Which Sanskrit should we study and teach?

Should we study and teach Classical Sanskrit through examples from Classical literature only? Should we rather focus on Spoken Sanskrit? Are contemporary texts admissible?

I was surprised to read that Jan Houben seems to know the answer. In fact, in the Indology.info mailing list he praises Nalini Balbir’s new teaching method of Sanskrit (Le Sanskrit) in the following way:

It can be predicted that Balbir’s Le Sanskrit and its English version that is under preparation will indeed be a turning point because the natural demand of students will be, every year again, to learn the complete thing even if the preference of older generations of teachers will remain for some time with the outdated, very incomplete and inadequate grammars and teaching manuals […] to which they have become so emotionally attached. The older generations of teachers, hoping in vain that what they learned and taught was indeed “all” ever needed to learn of Sanskrit, might for a few more years succeed to mold new generations of students into the shackles of their old grammars and inadequate methods, but sooner or later the demand of students and interested public will become too strong to be neglected. Just as the fun of learning maths is in doing it, the fun of learning Sanskrit is in using it – also – for expression and communication. (my emphasis)

I have not read Nalini Balbir’s manual yet and, thus, her book is not under discussion here.
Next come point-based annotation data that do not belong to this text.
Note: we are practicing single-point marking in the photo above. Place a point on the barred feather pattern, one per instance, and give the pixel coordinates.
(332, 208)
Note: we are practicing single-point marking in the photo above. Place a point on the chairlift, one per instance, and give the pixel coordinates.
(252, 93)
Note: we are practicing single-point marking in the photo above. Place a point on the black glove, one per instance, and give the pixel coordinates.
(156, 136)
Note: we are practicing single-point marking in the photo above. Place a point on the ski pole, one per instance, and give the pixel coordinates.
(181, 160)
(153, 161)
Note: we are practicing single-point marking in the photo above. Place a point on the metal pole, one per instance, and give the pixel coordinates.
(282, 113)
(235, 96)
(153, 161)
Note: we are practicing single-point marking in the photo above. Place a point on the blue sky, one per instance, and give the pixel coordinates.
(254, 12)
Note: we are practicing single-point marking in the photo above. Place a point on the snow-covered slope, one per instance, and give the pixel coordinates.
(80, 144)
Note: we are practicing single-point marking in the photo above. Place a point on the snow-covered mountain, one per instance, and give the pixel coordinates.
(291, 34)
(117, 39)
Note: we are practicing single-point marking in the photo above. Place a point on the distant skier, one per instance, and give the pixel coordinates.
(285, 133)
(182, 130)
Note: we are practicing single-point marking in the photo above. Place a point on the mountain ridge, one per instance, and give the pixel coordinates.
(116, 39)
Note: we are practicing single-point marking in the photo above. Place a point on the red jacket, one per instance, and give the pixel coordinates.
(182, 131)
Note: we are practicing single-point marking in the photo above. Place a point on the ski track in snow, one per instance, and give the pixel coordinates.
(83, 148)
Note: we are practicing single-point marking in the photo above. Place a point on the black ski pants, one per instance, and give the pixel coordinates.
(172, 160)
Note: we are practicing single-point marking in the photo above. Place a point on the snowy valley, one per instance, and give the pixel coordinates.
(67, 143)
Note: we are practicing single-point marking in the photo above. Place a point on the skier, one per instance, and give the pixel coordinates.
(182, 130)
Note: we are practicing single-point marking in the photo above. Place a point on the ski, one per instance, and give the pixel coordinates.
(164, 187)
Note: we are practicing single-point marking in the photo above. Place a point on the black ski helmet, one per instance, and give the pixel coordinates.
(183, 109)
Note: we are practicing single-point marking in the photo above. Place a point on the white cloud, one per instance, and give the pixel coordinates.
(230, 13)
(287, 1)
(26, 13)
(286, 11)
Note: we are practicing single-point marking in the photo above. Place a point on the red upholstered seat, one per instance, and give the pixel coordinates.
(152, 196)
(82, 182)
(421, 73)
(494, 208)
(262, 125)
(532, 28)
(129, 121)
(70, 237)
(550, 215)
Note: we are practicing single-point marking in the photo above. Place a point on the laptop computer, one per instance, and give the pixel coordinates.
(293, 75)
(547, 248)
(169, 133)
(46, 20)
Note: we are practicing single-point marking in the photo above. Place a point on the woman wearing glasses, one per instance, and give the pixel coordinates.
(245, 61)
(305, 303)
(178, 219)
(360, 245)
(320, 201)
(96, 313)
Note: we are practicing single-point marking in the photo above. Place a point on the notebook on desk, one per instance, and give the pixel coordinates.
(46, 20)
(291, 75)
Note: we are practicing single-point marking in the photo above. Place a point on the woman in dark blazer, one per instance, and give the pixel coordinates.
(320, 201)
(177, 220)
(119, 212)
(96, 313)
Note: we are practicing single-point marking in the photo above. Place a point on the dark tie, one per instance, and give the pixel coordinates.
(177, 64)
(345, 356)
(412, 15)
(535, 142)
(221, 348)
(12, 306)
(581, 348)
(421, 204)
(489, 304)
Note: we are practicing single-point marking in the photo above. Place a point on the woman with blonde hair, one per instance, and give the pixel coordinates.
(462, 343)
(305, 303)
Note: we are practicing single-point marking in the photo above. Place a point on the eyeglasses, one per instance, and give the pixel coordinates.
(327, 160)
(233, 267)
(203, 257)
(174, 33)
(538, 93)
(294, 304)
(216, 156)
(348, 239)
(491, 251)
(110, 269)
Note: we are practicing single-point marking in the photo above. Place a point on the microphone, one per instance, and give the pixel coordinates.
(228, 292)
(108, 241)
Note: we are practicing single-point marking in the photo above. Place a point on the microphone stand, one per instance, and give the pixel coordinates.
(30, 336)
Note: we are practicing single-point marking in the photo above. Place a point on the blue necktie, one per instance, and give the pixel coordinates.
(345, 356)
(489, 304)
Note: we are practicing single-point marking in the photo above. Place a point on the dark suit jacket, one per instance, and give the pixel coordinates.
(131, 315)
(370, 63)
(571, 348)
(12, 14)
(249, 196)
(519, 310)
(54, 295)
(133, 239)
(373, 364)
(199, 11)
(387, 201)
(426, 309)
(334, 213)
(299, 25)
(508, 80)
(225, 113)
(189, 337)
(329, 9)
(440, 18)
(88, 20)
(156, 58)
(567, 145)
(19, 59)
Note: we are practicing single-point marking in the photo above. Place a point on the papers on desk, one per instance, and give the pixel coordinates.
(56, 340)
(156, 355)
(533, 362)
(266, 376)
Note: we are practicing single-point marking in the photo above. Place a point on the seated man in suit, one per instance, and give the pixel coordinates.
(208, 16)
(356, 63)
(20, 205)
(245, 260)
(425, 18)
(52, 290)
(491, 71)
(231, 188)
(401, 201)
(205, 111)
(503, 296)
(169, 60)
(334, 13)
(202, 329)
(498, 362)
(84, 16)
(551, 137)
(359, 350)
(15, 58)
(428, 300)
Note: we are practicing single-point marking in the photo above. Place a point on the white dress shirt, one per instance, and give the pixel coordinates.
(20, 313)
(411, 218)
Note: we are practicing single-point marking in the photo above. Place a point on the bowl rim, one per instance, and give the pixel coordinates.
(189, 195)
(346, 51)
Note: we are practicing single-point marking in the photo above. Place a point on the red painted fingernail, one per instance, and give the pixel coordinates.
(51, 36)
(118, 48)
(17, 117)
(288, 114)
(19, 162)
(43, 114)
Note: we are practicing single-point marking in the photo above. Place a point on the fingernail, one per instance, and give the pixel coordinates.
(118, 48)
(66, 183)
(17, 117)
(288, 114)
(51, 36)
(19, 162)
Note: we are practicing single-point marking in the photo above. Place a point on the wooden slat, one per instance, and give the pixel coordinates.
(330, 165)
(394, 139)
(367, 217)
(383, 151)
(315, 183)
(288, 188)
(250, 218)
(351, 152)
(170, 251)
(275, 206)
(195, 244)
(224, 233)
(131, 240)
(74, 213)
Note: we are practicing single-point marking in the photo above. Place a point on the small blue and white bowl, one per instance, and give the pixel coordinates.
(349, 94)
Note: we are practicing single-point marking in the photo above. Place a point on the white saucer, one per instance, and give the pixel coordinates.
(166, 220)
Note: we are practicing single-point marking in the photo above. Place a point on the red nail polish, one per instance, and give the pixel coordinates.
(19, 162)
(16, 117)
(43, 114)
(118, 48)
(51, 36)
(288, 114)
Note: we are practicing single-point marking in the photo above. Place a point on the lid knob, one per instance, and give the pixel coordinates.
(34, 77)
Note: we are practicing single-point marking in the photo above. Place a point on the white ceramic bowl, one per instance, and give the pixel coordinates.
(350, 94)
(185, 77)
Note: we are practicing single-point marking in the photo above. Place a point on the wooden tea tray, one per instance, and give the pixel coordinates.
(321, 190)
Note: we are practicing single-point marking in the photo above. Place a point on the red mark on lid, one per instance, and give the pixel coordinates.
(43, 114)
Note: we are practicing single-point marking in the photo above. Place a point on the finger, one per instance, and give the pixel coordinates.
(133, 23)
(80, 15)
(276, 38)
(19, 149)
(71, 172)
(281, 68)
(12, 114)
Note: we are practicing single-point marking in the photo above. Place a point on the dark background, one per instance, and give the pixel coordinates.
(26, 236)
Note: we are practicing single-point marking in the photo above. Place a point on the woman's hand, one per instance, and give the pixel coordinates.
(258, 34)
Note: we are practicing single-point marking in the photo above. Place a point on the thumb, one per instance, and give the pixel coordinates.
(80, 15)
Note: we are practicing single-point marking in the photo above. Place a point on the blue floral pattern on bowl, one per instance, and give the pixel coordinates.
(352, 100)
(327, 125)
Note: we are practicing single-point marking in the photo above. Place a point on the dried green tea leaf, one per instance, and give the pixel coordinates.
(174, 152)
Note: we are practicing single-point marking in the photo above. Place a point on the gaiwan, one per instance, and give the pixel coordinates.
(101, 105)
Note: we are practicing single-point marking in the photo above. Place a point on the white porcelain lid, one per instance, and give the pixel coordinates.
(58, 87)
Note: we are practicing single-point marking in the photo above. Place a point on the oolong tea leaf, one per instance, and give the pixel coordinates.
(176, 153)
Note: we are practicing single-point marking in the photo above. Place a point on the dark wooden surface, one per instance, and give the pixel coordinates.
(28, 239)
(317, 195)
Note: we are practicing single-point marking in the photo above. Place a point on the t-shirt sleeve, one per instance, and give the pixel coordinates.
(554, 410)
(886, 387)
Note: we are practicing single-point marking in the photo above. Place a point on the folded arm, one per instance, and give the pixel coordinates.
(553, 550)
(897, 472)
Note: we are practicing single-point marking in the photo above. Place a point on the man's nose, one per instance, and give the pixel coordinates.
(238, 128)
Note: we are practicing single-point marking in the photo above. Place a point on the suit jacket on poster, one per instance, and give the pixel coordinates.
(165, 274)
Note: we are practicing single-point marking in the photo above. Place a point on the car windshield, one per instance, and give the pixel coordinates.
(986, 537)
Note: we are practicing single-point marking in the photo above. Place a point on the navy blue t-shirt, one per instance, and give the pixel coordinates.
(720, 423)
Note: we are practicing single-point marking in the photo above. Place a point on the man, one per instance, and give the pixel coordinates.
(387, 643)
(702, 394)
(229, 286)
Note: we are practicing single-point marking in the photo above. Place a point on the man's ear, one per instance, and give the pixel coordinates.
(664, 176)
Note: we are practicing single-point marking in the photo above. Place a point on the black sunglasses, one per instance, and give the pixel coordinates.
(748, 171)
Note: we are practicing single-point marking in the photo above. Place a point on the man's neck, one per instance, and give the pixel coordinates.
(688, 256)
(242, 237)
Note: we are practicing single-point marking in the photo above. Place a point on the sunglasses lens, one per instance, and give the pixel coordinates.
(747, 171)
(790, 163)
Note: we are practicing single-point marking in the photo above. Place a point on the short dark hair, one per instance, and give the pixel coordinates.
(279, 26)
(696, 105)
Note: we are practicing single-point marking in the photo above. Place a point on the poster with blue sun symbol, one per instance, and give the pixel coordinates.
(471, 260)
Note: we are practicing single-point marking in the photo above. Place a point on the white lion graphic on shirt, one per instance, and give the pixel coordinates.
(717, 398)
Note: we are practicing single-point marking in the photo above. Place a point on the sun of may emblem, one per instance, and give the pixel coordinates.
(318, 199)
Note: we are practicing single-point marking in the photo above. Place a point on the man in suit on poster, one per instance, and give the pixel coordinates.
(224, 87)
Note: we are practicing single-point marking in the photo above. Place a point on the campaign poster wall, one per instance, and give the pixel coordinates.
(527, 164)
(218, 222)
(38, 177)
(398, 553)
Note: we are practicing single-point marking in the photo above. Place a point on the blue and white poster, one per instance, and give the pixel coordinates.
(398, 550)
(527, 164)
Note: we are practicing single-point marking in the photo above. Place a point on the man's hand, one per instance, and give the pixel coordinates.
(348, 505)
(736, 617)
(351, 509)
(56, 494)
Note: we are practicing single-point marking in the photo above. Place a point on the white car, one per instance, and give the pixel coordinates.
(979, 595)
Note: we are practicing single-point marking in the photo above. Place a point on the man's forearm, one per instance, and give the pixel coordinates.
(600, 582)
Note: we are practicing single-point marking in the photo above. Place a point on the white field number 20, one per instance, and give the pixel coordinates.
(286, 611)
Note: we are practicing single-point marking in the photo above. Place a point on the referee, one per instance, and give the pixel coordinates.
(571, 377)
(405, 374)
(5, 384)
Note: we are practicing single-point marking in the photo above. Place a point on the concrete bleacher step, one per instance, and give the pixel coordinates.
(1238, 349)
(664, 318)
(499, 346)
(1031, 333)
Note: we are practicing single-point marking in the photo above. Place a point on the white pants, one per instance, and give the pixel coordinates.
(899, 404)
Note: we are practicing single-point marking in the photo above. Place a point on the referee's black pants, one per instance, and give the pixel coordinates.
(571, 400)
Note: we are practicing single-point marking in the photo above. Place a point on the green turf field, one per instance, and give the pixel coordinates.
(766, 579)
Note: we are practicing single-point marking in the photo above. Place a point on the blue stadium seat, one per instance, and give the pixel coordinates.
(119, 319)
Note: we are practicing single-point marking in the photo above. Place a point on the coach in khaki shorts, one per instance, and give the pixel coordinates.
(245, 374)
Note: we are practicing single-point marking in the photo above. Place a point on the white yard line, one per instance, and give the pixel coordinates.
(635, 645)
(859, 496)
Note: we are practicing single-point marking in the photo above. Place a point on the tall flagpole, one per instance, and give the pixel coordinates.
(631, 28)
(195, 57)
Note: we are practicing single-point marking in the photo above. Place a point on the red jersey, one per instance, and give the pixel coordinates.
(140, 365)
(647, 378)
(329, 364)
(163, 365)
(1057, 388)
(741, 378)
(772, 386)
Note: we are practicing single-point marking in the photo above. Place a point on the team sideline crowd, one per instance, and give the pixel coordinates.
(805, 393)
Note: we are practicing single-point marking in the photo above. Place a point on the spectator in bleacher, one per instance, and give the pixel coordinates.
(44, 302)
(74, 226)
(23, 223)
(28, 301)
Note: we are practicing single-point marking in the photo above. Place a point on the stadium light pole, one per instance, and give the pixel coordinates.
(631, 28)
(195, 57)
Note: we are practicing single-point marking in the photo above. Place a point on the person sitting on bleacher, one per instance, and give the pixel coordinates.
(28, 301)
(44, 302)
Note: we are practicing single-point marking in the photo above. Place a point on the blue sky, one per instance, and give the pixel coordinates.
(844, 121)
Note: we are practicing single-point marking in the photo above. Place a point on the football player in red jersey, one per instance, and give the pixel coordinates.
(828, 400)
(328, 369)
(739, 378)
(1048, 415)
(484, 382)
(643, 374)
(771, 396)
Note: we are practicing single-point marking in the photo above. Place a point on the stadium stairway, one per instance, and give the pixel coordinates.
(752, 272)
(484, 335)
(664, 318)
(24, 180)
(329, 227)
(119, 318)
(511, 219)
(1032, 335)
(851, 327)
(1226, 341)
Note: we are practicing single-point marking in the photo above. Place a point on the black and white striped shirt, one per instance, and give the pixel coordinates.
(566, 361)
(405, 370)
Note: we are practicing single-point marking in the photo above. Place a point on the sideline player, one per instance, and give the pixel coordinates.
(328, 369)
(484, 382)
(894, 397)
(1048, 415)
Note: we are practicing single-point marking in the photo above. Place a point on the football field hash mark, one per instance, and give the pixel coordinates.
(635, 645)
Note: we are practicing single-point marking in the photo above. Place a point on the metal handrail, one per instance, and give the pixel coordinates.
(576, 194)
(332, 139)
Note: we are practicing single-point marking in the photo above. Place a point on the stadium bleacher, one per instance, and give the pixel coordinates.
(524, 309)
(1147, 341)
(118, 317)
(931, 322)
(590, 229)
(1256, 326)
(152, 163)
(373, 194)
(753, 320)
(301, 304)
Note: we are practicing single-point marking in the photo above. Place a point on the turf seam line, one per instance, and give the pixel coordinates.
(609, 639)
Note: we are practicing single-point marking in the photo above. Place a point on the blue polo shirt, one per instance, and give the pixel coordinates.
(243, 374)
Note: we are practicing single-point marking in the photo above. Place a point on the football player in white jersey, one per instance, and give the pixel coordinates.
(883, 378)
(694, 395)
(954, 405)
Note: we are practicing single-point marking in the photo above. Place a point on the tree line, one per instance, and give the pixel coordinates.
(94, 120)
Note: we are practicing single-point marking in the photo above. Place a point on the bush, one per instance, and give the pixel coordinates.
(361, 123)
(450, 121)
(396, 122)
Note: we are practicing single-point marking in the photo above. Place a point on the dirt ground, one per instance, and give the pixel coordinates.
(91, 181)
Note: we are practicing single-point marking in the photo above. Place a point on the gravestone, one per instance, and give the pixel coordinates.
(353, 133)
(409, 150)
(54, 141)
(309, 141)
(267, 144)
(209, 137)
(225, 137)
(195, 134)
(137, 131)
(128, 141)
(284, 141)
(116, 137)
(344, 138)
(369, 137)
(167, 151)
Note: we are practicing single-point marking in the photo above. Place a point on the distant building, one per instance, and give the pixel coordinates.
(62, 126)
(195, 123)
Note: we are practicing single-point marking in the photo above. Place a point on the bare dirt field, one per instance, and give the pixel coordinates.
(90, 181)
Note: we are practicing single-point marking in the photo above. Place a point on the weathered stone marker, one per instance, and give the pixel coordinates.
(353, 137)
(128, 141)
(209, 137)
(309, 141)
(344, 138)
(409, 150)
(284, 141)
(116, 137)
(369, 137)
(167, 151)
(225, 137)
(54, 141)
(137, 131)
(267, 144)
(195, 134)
Personally, I like Ashok Aklujkar‘s method and I would say that it already satisfies most (if not all) the requirements indicated by Houben, since it includes audio-samples of Sanskrit, contemporary texts written by Aklujkar as well as Classical texts, and drills for producing Sanskrit sentences.

Anyway, this is not my point here.

What I would like to discuss is rather the assumption that “the fun of learning Sanskrit is in using it”. When I started teaching Sanskrit, I had already been in an advanced  Sanskrit Conversation class (with Sadananda Das) and therefore I introduced an hour per week of spoken Sanskrit. My experience with that: Some students loved it, others did not. You know why?
BECAUSE WE ARE ALL DIFFERENT. Some come to Sanskrit because they studied historical linguistics, others because they are interested in Yoga. Some are aural types and remember very well what they have heard, others are visual type and rather remember what they have seen, and so on.

There is not a single, ideal type of student. Nor there is a single, ideal type of teaching method. Antiquarian-interested students have also the right to learn Sanskrit, haven’t they? Nalini Balbir’s teaching method might be excellent, but why should everyone just comply to its approach?

Can’t one just praise it without assuming that no other method is worthy of surviving?

(Should you say that it is the genre of praise which demands exaggeration, I beg to disagree. To deal with texts by rational human beings we need to assume that they mean what they say.)

Can’t one have fun in reconstructing the thought of Sanskrit philosophers?

Isn’t Sanskrit a huge forest in which different people can find different fruits?

On my thoughts on spoken Sanskrit, you can read this post and this one. For my thoughts on the didactic of Sanskrit, read this post.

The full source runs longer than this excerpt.